A few weeks ago, I could barely use my hands.
The pain had crept in slowly at first—an ache in my thumbs, a stiffness in my wrists—but that day it stopped me cold. At my StretchLab appointment, I asked Jake my therapist what he thought, and he asked me to hold up my phone. I did.
“There’s your answer,” he said gently. “It’s not just your hands. It’s the way you’re holding everything.

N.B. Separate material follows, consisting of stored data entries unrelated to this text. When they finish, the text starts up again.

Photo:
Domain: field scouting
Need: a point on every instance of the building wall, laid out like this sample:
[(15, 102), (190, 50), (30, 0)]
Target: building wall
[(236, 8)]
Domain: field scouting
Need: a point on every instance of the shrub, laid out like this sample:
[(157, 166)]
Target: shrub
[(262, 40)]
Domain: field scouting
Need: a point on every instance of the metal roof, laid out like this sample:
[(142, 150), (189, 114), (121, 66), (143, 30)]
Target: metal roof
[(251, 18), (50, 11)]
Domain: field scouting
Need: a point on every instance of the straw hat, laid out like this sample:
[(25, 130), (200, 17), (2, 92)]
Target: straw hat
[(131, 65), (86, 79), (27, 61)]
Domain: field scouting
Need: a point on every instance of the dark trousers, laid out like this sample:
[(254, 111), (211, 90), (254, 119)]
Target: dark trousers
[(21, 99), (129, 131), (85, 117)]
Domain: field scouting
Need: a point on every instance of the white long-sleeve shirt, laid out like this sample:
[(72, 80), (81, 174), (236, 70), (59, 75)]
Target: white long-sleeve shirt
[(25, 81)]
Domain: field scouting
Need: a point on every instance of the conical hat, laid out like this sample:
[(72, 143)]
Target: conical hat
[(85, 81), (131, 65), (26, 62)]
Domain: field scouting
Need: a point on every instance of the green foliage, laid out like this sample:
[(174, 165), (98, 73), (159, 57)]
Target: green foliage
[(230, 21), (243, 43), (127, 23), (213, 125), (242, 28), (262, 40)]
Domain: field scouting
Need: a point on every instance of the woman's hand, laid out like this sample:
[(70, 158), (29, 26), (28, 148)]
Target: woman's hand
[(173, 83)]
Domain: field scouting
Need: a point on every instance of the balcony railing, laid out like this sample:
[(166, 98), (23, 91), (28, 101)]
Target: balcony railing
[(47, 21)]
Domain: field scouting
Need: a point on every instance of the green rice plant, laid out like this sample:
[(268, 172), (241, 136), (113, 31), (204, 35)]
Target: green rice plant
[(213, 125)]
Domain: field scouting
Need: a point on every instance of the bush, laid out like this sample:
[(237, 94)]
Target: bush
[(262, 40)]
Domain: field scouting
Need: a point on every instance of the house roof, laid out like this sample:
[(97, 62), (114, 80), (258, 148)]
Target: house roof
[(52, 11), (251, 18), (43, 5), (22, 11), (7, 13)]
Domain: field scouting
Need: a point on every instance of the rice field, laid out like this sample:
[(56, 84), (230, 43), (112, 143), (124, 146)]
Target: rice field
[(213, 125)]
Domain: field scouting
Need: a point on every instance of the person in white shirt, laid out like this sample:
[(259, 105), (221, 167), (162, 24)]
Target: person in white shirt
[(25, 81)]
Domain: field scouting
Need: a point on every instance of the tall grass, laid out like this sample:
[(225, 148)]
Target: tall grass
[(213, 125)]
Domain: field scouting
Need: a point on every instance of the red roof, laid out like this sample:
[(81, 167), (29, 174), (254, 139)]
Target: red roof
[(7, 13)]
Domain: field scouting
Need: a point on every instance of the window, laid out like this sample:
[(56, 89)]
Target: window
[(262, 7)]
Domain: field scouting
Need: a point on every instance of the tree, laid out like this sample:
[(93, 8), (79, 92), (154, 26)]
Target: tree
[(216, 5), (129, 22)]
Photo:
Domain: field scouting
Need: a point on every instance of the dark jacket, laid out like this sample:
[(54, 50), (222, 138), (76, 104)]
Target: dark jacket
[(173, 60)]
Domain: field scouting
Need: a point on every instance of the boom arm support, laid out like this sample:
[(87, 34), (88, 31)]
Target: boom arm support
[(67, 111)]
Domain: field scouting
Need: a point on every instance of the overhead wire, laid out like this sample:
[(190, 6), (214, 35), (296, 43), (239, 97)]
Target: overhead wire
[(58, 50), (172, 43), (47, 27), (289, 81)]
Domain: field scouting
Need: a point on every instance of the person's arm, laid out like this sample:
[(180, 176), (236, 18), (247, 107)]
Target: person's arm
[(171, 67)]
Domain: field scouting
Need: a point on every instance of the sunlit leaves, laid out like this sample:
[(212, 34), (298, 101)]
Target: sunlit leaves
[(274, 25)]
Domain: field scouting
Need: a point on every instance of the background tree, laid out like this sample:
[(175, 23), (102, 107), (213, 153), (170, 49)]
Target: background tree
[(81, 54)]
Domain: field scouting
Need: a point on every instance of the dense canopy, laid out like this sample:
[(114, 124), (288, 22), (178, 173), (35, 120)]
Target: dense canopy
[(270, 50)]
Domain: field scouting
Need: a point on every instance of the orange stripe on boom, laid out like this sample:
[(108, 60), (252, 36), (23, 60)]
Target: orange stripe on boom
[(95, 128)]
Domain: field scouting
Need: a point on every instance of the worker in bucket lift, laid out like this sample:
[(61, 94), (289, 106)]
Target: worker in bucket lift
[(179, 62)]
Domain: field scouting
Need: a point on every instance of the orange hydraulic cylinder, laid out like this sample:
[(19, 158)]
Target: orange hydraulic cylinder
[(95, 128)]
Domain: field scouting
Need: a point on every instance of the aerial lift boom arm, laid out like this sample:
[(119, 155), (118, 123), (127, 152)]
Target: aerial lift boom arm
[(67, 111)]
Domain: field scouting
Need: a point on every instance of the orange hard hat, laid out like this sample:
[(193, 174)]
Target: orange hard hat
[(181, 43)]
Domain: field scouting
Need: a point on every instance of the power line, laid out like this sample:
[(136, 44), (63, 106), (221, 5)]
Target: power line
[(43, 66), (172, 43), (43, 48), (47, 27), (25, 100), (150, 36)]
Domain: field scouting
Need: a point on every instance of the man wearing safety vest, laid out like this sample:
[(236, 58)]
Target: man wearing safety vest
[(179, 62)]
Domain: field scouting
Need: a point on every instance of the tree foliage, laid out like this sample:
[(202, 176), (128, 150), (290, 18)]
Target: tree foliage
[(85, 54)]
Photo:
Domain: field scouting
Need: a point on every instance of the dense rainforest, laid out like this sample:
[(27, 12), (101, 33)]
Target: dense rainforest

You’re scrolling too much. Texting too much. Always curled around that screen.”
And he was right.
So I took a break. I didn’t make any grand declarations. I just… let myself step away. And what I found in that space was something I hadn’t known I was missing.
Peace. Stillness. The rhythm of my own breath.
I sat in the garden. I read an actual book—with pages I could touch and turn. I hadn’t realized how long it had been since I read without some kind of interruption: a ping from the New York Times, a message alert, a calendar notification. It had been years, truly, since I read anything without a chime pulling me back into the noise.
I don’t mean to say I’m leaving technology behind. I’m not. I love connection. I’ve been on the internet since the old MIRC days—when chats moved at the pace of dial-up and I was amazed just to send a sentence across the world.
But lately, the speed and volume of it all has been exhausting. The constant stream of opinions, updates, and algorithmic distractions—it’s too much. And I don’t think we were made for this kind of overstimulation.
So I’ve been returning to something older, something slower. And in doing so, I’ve found myself longing for more intimate spaces—for fireside circles and kitchen tables. For storytelling. For what feels real.
That’s what this chapter is about.
It’s about reclaiming the spaces that nourish us.
It’s about tuning out the noise so we can tune into each other.